Access Control Lists
After the initial setup, the access control (ACL) list needs to be configured, in order to prohibit unauthorized access to the controller. Choose SECURITY and then Access Control Lists | Access Control Lists and create an ACL by pressing New... The ACL shoud include at least
- the networks from which maintenance is carried out
- the address(es) of the monitoring server(s)
- the network(s) from which the APs and the WLAN clients get their addresses
- the address(es) of the RADIUS server(s)
- a rule to always answer ping commands
An example of an ACL is shown below. Inbound means packets towards the controller and outbound means packets towards the WLAN clients.
After you have specified the ACL you need to take it into use by first selecting Access Control Lists from the side bar and by choosing your ACL and specifying the CPU ACL Mode to Wired or Both.
Access Point configuration
If the access points are connected to the same subnet as the controller, they will automatically find the controller and connect to it. If this is not the case, the IP address of the controller must be find from the name server by the name CISCO-LWAPP-CONTROLLER. Once the access point has found the controller, it stores the IP of the controller, and it can connect to it from any network, as long as the network allowed access in the ACL (see previous section).
The next step is to define the wireless network, which has to be done separately for 2,4 GHz and 5 GHz. First, choose WIRELESS and then 802.11b/g/n | Network. Enabling the 802.11b-standard will result in less available capacity on your network and therefore it is recommended to enable only the standards 802.11g and 802.11n. Enable 802.11g according to the figure shown below. If you want to support also the 802.11-b standard, set _Mandatory_ for the lowest 802.11b-rate that you want to support (1 Mbps, 2 Mbps, 5.5 Mbps or 11 Mbps), set _Supported_ for all data rates higher than this rate and _Disabled_ for all rates lower than this rate. If 802.11b needs to be supported, it may pay off to disable the lowest rates, in order to avoid clients being attach to an AP far away, unwilling to roam.

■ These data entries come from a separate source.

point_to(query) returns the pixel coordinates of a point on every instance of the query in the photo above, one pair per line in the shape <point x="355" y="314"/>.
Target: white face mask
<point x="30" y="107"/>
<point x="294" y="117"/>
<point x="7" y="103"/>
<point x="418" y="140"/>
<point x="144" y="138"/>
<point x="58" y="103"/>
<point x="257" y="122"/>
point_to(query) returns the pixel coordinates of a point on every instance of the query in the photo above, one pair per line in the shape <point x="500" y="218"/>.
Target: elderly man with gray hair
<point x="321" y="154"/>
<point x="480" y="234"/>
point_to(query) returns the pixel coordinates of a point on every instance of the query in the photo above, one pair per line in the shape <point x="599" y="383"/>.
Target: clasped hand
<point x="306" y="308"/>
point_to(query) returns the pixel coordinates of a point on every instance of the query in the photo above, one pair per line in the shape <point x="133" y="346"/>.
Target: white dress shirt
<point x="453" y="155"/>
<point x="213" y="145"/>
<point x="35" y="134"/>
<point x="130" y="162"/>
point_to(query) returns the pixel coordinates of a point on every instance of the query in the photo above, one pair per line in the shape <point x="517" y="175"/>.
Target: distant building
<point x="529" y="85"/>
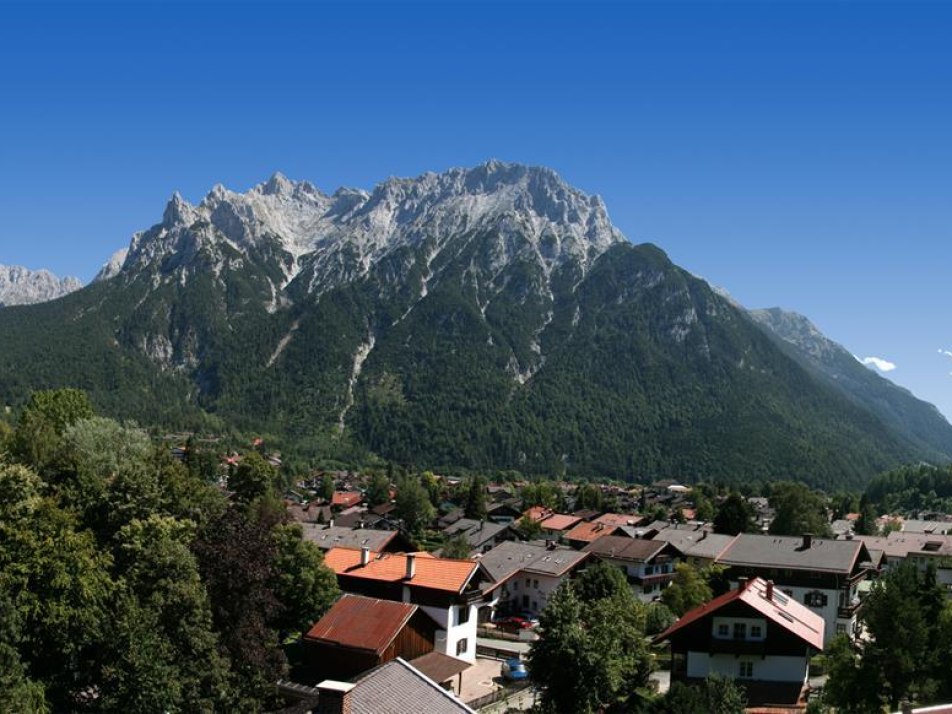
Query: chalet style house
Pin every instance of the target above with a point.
(451, 592)
(359, 633)
(753, 634)
(648, 564)
(822, 574)
(528, 573)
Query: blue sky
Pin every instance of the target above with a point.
(796, 153)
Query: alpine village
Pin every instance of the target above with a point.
(452, 445)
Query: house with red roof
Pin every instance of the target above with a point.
(359, 633)
(754, 634)
(452, 592)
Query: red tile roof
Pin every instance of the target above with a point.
(362, 623)
(537, 513)
(560, 522)
(346, 499)
(780, 609)
(429, 572)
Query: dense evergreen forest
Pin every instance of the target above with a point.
(130, 583)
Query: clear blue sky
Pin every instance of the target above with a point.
(796, 153)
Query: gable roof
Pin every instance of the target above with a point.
(620, 519)
(510, 557)
(399, 688)
(327, 537)
(780, 609)
(477, 532)
(587, 532)
(559, 522)
(429, 572)
(362, 623)
(625, 548)
(789, 553)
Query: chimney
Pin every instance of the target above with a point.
(334, 697)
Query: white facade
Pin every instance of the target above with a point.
(457, 634)
(826, 606)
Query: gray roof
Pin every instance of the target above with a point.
(787, 552)
(915, 526)
(477, 532)
(709, 547)
(512, 556)
(624, 548)
(399, 688)
(327, 537)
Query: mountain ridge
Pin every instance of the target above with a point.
(22, 286)
(490, 317)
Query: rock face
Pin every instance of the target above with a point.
(20, 286)
(490, 317)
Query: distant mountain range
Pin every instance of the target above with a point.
(491, 318)
(21, 286)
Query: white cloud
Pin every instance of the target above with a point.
(879, 363)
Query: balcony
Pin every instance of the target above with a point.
(739, 647)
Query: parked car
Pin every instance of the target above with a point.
(514, 670)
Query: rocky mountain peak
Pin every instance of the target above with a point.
(21, 286)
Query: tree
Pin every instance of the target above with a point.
(326, 488)
(413, 505)
(253, 478)
(236, 555)
(302, 583)
(798, 510)
(714, 695)
(456, 546)
(163, 652)
(900, 655)
(687, 591)
(36, 441)
(475, 503)
(734, 515)
(866, 523)
(601, 641)
(589, 495)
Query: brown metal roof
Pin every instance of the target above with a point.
(361, 623)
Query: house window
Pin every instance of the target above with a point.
(815, 599)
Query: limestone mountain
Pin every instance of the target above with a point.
(21, 286)
(489, 317)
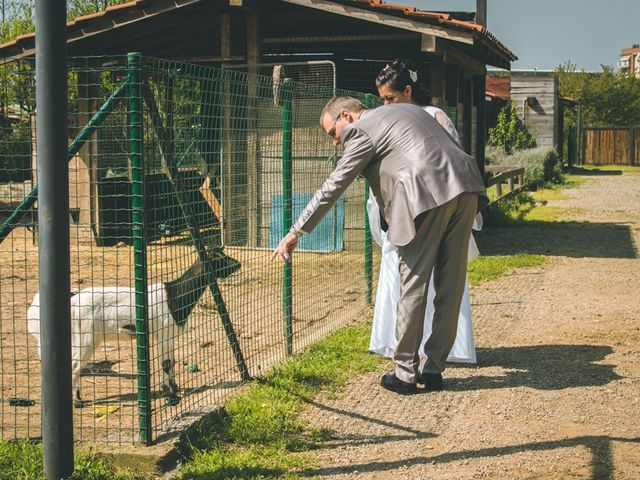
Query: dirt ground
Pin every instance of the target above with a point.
(556, 391)
(206, 370)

Next, switch to enable the standard 802.11a for 5 GHz by selecting 802.11a/n | Network. Configure the settings according to the figure below.
The only standard left to enable is the standard 802.11n. You can choose to enable it for either 2,4 GHz or 5 GHz. It has been suggested that 802.11n is enabled only on the 5 GHz band, in order to utilise the radio resources effectively, see the Campus Best Practice document on "WLAN network planning and setup" Chapter 6.3. That document, along with a wealth of other WLAN resource planning advice, can be found at GEANT Campus Best Practices - Wireless. To enable 802.11n in the network select 802.11a/n | High throughput (802.11n) and/or 802.11b/g/n | High throughput (802.11n) and configure the settings according to the figure below.
At this point you have enabled the radios, but you have not yet defined any network, so don't try to use the access points just yet.
Defining the RADIUS server
Define the RADIUS server to be used in the eduroam network by selecting SECURITY and then AAA | RADIUS | Authentication. Define the IP address, the shared secret and the other parameters according to figure. Please note that your first server will naturally have a server index of one.
Defining a wireless network
Select WLANs and then WLANs | WLANs from the sidebar. Create a new network and name it as shown in the figure below.
After defining the eduroam network, click on the WLAN ID number to start defining the settings for the network. Set the General settings according to the figure below, then click the Security tab.
In order to enable only WPA2-AES, fill in the security settings as shown in the figure below.
After this, click on the AAA Servers tab and select the RADIUS server that you defined earlier to be used in eduroam.
Next, click on the QoS tab and make sure that you have set the WMM Policy to either Required or Allowed. Otherwise, the higher transmission rates associated with the 802.11n-standard will not work. Then select the Advanced tab and adjust the settings as shown in the figure below. By choosing the parameter P2P Blocking Action to have the value Forward-UpStream, you can prevent WLAN clients to communicate directly, without involving the AP, as recommended in the Campus Best Practice document on "WLAN Information Security" Chapter 2.2 and 2.3. MFP Client Protection is known to have caused problems and can be disabled.
At this stage, click Apply. In the Advanced-tab, the Client Exclusion timeout value was set to 60s. While this is a suitable value, the rules for client exclusion are a bit too strict. Hence, it pays off to adjust the rules by selecting SECURITY and then Wireless Protection Policies | Client Exclusion Policies from the sidebar and uncheck all other options except for "IP Theft or IP Reuse".
These are the basic settings for the Cisco controller. More advanced settings can be found from the upcoming Campus Best Practice document on "WLAN infrastructure", to be published in the first half of 2011.